Alright, now it was time to optimize the packet delivery system. In a 3D environment a players position is recorded in what’s called a Vector3 and contains three floating point numbers which are extremely accurate up to several decimal places. So I began by rounding these numbers down for only the network transmission. Next I would evaluate these numbers and see if a significant movement or rotation had been detected and then forward that packet for delivery. This reduced the packet load dramatically as now only necessary packets were being sent, instead of sending redundant information.
Another bit of information that had to be removed and calculated after delivery was player direction and speed. When a player moves in any given direction their movement is a combination of forward, backward, left and right key combinations. Since a player may be moving in more than one direction at any given time, for example (forward & left): you have to calculate the blended direction and speed post process. I achieved this by retaining an instance of previous player position and calculating the DOT Product of the players movement. Using this technique I was able to obtain a direction indicator and also a speed modifier. Now I simply apply both of these variables to the players movement in-between draw cycles which results in very smooth and somewhat interpolated movement.
This entire process of packet optimization took a few days, but was well worth it! Remote players now experience very fluid movement, and rotation with no delays between packet to movement delivery. The best part is now the average ping from Florida->Texas->Florida sits stable at around 50-60, which is a HUGE performance increase! However, I’m not finished optimizing the packets yet! I’m still evaluating two different encryption/compression packages which should help reduce that number even further and assist in the prevention of packet sniffing.
We’re currently working on implementing a very unique and customizable player chat and communication system. Like most online games you have the standard chat box which displays public communications. We plan to extend this to offer private messaging, inbox notifications and local overhead chat communications. I understand that not everyone wants to see overhead chat communication, this is why we are implementing several options to customize the experience. You will have the option to change the onscreen duration, color and disable the feature all together.

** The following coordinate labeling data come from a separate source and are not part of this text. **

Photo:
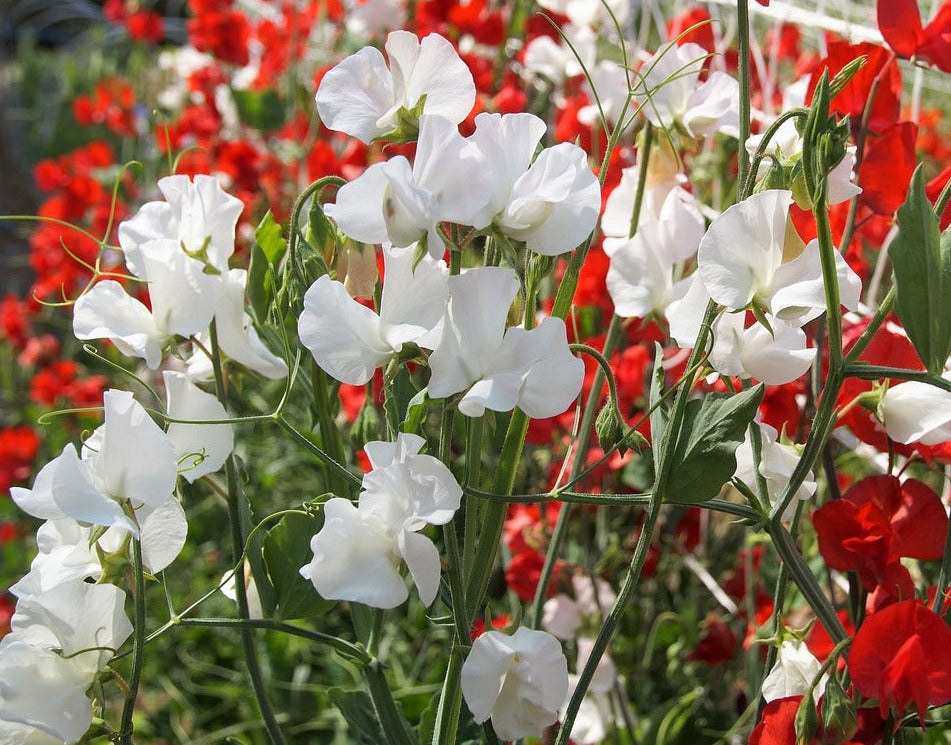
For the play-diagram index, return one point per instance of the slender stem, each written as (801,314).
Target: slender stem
(354,480)
(343,647)
(944,576)
(138,645)
(237,548)
(827,251)
(743,51)
(393,724)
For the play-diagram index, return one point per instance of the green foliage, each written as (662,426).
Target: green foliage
(921,256)
(286,550)
(705,455)
(266,254)
(263,110)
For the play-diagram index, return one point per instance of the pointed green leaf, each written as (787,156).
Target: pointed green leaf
(269,246)
(286,550)
(704,458)
(921,256)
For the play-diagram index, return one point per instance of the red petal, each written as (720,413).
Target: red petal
(900,24)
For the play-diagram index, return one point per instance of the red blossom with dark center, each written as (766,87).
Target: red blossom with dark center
(902,656)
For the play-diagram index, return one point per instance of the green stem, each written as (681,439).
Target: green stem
(138,645)
(873,326)
(237,548)
(743,51)
(341,646)
(388,715)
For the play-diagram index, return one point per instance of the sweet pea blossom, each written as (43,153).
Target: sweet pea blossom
(237,337)
(518,681)
(349,341)
(402,203)
(198,215)
(182,296)
(500,369)
(364,98)
(672,93)
(793,674)
(552,203)
(358,550)
(917,412)
(135,462)
(743,259)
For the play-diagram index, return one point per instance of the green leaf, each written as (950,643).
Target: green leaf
(266,253)
(658,414)
(286,550)
(357,708)
(704,458)
(263,110)
(921,256)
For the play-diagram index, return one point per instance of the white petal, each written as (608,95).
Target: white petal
(354,559)
(44,691)
(137,460)
(236,333)
(479,301)
(422,560)
(355,94)
(359,209)
(80,499)
(343,336)
(107,312)
(163,535)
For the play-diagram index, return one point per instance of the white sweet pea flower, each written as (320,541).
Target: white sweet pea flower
(533,370)
(793,674)
(778,460)
(741,261)
(396,202)
(553,203)
(640,278)
(518,681)
(917,412)
(182,295)
(556,61)
(75,617)
(237,336)
(364,98)
(136,462)
(774,358)
(670,93)
(201,448)
(349,341)
(663,176)
(358,551)
(64,552)
(198,216)
(42,695)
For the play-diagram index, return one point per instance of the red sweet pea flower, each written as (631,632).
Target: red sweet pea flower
(887,168)
(902,655)
(18,446)
(900,24)
(879,64)
(877,522)
(146,26)
(701,28)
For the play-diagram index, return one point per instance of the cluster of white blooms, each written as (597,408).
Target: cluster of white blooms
(495,181)
(120,485)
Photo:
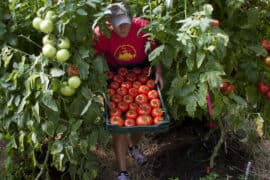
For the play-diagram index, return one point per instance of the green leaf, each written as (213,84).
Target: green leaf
(212,77)
(56,72)
(200,56)
(57,147)
(70,154)
(47,99)
(86,107)
(35,110)
(84,146)
(77,125)
(99,64)
(238,99)
(92,139)
(156,53)
(82,12)
(49,128)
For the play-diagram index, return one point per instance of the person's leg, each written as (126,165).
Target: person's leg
(120,145)
(134,150)
(134,139)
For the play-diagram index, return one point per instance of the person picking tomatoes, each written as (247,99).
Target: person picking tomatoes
(125,47)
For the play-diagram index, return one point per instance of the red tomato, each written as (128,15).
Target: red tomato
(122,71)
(158,119)
(117,120)
(133,92)
(143,78)
(267,60)
(111,91)
(157,112)
(130,122)
(151,84)
(215,23)
(123,106)
(126,84)
(112,105)
(267,94)
(144,120)
(128,99)
(137,70)
(262,87)
(141,98)
(118,78)
(131,114)
(144,108)
(143,89)
(110,75)
(155,102)
(116,98)
(146,71)
(131,77)
(211,125)
(72,71)
(136,84)
(122,91)
(114,85)
(266,44)
(153,94)
(224,86)
(133,106)
(115,112)
(231,88)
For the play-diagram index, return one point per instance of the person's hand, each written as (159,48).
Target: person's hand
(159,78)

On the back-end we’ve also added several improvements to protect players and allow game masters to quickly identify problems, such as: player abuse and hacking. Coming from a compliance and security software background, I understand the importance of not losing a single piece of information in day to day transactions and communication. This is why I’ve designed and implemented a 2-layer transactional log system. Using a non-blocking and low priority threaded logging system these transactions are sent to a MySQL server. In the event the MySQL server is unavailable or and error occurs during processing that data is then recorded into a local XML file. Upon the next server maintenance which is typically every hour and unnoticeable by the players, this local XML file is then merged into the MySQL database.
This system is being used to record communication, item creation, player trades, item destruction, etc. You can see from the illustration below how the system operates inside of the networking engine.
Over the next few months you will begin to see more and more networked components introduced. Some of these will include: equipment, inventory, resource node generation, gathering and much more! We’ve also allocated a solid month to improving the characters animation and combat system introduction. Since there are many underlying components that support the combat framework, we are saving that feature for last.